Dance: New Nagrin Solo Looks Into The Abstract

MAY 13, 1982

By Anna Kisselgoff

As both dancer and choreographer, Daniel Nagrin Is intense, powerful and rather angry. All these qualities come together In his 1981 solo “Poems Oft the Wall” and, more obliquely if just as forcefully, in his newest solo “Dance.”

Both works make up his current program at the Studio Theater at 550 Broadway. “If you need clear answers you cannot afford to look at dance” Mr. Nagrin proclaims in a paraphrase of J. P. Morgan during “Poems Off the Wall.” and that pretty much sums it up – not only his own viewpoint but also the rich nonverbal appeal of dance in general.

Paradoxically, Mr. Nagrin is as verbal as one can be in “Poems,” and yet the solo’s full dimension is felt only through the quality of the movement integrated into the text. The point about Mr. Nagrin, who will turn 65 years old next week, is the very individuality of his dancing.

The Nagrin dynamic is predicated on fierceness and originality. He remains Daniel Nagrin. Steps and gestures can be isolated as familiar ones. But when put together by Mr. Nagrin, no specific technique springs to mind, no school or tradition provides a ready context.

There is, obviously, something of the show dancer and the street character in his stage persona. Even in the most abstract of his solos, such as “Dance,” he exudes high drama. Gesture is at the root of his movement. Like a Kabuki dancer, he can amplify it into abstraction. Or he can use it literally and then in purely formal terms, inserted into the interstices of seemingly unrelated phrases.

“Dance” is set to Bartok’s Sonata for Solo Violin. Just as Mr. Nagrin is in black in “Poems,” here he is in white – Sally Ann Parsons’s two piece outfit with colored appliques. Like the music, the dancing begins quietly – In near stillness – moves through several climaxes and then subsides.

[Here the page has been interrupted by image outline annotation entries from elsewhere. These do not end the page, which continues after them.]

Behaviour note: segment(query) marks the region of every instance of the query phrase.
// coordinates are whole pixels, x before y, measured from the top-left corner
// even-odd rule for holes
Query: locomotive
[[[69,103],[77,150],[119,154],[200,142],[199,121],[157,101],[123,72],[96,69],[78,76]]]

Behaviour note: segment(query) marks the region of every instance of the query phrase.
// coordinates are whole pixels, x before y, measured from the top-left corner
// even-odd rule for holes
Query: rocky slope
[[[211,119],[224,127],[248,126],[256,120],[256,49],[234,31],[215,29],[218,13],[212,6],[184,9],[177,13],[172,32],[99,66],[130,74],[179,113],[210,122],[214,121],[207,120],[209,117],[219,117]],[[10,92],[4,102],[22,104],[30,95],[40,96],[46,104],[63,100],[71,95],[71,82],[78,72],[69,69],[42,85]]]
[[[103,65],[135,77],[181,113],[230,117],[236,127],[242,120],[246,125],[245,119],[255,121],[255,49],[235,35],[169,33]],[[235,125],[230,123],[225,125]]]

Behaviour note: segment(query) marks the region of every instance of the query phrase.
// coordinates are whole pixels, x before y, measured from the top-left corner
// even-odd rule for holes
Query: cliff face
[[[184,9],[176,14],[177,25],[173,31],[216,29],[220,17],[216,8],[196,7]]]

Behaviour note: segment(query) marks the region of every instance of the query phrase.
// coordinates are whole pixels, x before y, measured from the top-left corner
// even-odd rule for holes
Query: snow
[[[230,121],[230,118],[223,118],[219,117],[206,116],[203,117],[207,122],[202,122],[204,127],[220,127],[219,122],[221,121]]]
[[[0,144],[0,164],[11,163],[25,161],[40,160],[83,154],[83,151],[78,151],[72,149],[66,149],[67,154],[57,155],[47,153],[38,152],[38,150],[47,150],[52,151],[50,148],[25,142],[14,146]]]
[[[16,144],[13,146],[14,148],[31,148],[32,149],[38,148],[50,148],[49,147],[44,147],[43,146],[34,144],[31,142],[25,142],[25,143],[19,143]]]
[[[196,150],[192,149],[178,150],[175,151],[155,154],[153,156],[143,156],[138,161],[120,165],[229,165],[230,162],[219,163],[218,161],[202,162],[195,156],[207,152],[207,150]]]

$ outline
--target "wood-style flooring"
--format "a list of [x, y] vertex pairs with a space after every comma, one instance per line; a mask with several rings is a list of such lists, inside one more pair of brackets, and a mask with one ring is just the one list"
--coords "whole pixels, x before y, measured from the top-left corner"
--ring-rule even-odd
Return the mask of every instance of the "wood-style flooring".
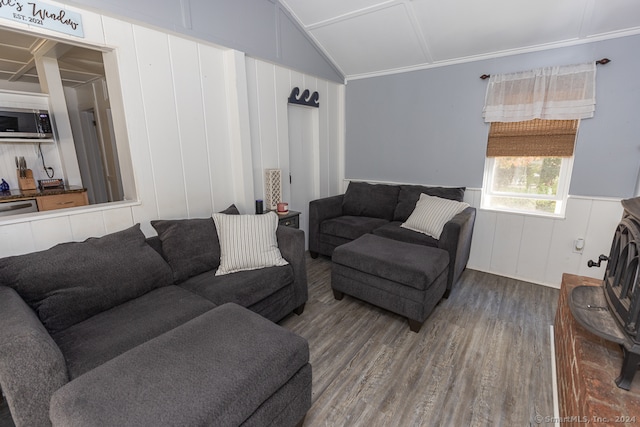
[[[331, 261], [307, 258], [309, 301], [280, 322], [309, 341], [305, 426], [535, 426], [552, 417], [549, 325], [558, 290], [467, 270], [419, 333], [331, 292]], [[11, 426], [5, 403], [0, 426]]]
[[419, 333], [331, 292], [307, 263], [309, 301], [281, 324], [309, 341], [305, 426], [529, 426], [553, 416], [549, 326], [558, 290], [467, 270]]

The shift in dynamic is always sharp. The quiet center to which Mr. Nagrin returns is the initial pose he struck after a slow spin. He stands two legs together, with a gently twisting torso, arms waving unevenly upward. Suddenly he sits or lies on his back and then moves several times along a diagonal, sometimes accelerating a phrase.

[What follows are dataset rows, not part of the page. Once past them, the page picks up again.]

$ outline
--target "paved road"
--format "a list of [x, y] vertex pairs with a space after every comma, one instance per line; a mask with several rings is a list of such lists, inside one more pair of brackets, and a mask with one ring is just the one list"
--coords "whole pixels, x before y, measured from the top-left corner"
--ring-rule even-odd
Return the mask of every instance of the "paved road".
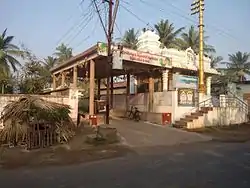
[[212, 139], [201, 134], [186, 132], [168, 126], [156, 126], [142, 121], [114, 120], [111, 126], [117, 128], [125, 139], [125, 143], [131, 147], [170, 146]]
[[249, 188], [250, 144], [148, 148], [124, 158], [47, 169], [0, 171], [1, 188]]

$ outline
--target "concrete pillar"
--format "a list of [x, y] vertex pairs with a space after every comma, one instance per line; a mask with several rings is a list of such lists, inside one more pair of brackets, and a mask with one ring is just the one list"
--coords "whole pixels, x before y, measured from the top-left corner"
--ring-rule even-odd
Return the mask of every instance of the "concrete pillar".
[[207, 95], [210, 96], [211, 95], [211, 81], [212, 81], [212, 77], [209, 76], [206, 78], [206, 87], [207, 87]]
[[64, 87], [64, 85], [65, 85], [65, 72], [64, 71], [61, 72], [61, 77], [62, 77], [61, 86]]
[[97, 80], [97, 99], [101, 99], [101, 79]]
[[127, 74], [127, 87], [126, 87], [126, 110], [129, 110], [129, 97], [130, 97], [130, 74]]
[[95, 113], [95, 62], [90, 60], [89, 66], [89, 115]]
[[220, 95], [220, 107], [226, 107], [226, 95]]
[[148, 83], [148, 89], [149, 89], [149, 105], [148, 105], [148, 112], [153, 111], [153, 106], [154, 106], [154, 78], [152, 75], [149, 77], [149, 83]]
[[111, 76], [110, 78], [110, 106], [111, 109], [113, 108], [113, 100], [114, 100], [114, 77]]
[[53, 84], [52, 84], [53, 90], [56, 90], [56, 75], [55, 74], [53, 74], [52, 79], [53, 79]]
[[77, 65], [74, 66], [73, 68], [73, 88], [76, 89], [77, 88]]
[[162, 73], [162, 88], [163, 91], [168, 91], [168, 72], [169, 70], [164, 70]]
[[[179, 75], [180, 73], [179, 73], [179, 72], [176, 72], [176, 73], [174, 73], [174, 74]], [[173, 80], [172, 82], [174, 83], [174, 82], [176, 82], [176, 80]], [[175, 90], [178, 91], [178, 88], [175, 88]]]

The first jump is as surprising as the pirouettes into which he throws himself before sitting casually, crosslegged, for a rest. When he rises, his sequences become more unexpected – such as the plumb – line drop of the elbow to the floor from a kneeling position. This formality is juxtaposed to some movement with an improvisatory air. Mr. Nagrin gropes forward or rotates his head. Toward the end his legs quiver. Everything is unpredictable.

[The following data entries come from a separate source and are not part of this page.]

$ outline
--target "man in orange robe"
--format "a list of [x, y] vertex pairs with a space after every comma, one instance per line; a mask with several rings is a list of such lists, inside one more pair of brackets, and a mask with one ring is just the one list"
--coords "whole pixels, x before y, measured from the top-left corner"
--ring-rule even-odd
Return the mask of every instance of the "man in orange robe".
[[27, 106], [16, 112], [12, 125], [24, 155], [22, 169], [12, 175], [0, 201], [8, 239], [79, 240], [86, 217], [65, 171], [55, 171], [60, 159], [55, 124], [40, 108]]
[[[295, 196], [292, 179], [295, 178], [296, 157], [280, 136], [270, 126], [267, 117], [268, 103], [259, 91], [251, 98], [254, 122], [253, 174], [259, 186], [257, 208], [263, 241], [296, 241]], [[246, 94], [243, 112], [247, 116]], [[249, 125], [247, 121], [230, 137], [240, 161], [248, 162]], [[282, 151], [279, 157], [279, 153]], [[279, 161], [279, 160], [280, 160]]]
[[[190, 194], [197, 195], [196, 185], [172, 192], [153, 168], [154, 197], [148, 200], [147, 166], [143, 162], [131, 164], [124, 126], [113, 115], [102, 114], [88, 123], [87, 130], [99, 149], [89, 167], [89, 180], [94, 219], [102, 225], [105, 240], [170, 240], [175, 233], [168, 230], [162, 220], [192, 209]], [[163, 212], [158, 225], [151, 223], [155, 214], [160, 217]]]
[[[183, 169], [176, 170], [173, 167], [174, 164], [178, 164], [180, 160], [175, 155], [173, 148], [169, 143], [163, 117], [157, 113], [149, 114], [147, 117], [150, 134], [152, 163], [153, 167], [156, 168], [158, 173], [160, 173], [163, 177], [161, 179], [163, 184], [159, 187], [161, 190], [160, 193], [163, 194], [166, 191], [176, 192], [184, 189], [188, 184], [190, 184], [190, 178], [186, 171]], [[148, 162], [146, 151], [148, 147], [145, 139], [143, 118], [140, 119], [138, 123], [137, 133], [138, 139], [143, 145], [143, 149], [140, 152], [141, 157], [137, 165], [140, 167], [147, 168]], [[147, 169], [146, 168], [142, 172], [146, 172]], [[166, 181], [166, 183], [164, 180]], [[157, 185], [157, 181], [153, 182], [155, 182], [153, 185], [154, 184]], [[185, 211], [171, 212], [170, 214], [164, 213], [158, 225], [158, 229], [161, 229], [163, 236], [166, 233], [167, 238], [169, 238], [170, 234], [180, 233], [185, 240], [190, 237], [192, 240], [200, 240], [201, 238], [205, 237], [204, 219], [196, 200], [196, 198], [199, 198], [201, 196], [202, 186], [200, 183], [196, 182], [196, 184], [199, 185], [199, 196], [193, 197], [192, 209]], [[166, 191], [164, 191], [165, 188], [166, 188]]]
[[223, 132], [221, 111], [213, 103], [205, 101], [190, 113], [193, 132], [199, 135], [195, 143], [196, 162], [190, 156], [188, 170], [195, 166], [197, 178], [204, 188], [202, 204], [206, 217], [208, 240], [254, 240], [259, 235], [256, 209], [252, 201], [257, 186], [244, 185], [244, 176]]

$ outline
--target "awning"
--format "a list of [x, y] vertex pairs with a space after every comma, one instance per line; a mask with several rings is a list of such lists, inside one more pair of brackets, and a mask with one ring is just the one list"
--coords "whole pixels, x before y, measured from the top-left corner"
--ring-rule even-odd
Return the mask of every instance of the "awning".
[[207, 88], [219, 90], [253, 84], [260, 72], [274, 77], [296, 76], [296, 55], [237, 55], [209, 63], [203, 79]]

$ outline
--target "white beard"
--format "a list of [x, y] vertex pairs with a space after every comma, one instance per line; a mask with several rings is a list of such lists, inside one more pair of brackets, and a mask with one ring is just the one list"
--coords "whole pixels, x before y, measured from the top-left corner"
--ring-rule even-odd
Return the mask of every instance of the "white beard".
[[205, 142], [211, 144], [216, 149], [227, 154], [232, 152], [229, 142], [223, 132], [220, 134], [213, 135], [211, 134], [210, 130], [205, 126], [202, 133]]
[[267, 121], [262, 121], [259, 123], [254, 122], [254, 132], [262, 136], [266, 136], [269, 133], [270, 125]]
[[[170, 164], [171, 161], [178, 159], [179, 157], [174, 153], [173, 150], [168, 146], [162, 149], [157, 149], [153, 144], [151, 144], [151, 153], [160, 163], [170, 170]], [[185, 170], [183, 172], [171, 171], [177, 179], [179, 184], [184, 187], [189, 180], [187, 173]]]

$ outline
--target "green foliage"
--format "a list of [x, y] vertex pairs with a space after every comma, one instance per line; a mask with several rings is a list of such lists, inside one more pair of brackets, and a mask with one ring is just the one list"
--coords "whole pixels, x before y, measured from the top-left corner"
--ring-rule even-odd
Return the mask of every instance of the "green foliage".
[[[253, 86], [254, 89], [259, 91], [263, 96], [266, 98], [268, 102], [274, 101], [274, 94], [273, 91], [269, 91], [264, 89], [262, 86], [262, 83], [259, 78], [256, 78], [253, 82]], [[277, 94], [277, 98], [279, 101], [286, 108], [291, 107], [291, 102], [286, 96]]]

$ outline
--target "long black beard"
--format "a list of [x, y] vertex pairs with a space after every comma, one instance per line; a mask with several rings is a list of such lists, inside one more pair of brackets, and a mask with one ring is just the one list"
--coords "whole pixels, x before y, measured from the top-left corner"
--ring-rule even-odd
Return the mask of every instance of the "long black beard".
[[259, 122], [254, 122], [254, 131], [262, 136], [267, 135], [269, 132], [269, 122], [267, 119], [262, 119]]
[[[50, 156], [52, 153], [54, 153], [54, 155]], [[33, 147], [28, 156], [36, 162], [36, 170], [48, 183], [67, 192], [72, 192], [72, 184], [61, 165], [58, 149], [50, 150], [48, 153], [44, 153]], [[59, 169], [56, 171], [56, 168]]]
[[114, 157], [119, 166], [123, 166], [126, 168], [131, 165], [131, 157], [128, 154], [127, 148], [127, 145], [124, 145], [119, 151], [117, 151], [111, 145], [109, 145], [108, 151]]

“Poems Off the Wall” is a dissociated examination of personal and social concerns, thematically tied to clippings and pictures shown in slides by Pablo Orrego. He addresses “Intellectics and Criticuals” and moves with choppy wild-eyed zeal. He asks the hardest questions of himself. The performances will be repeated tonight, Saturday and Tuesday and nest Thursday.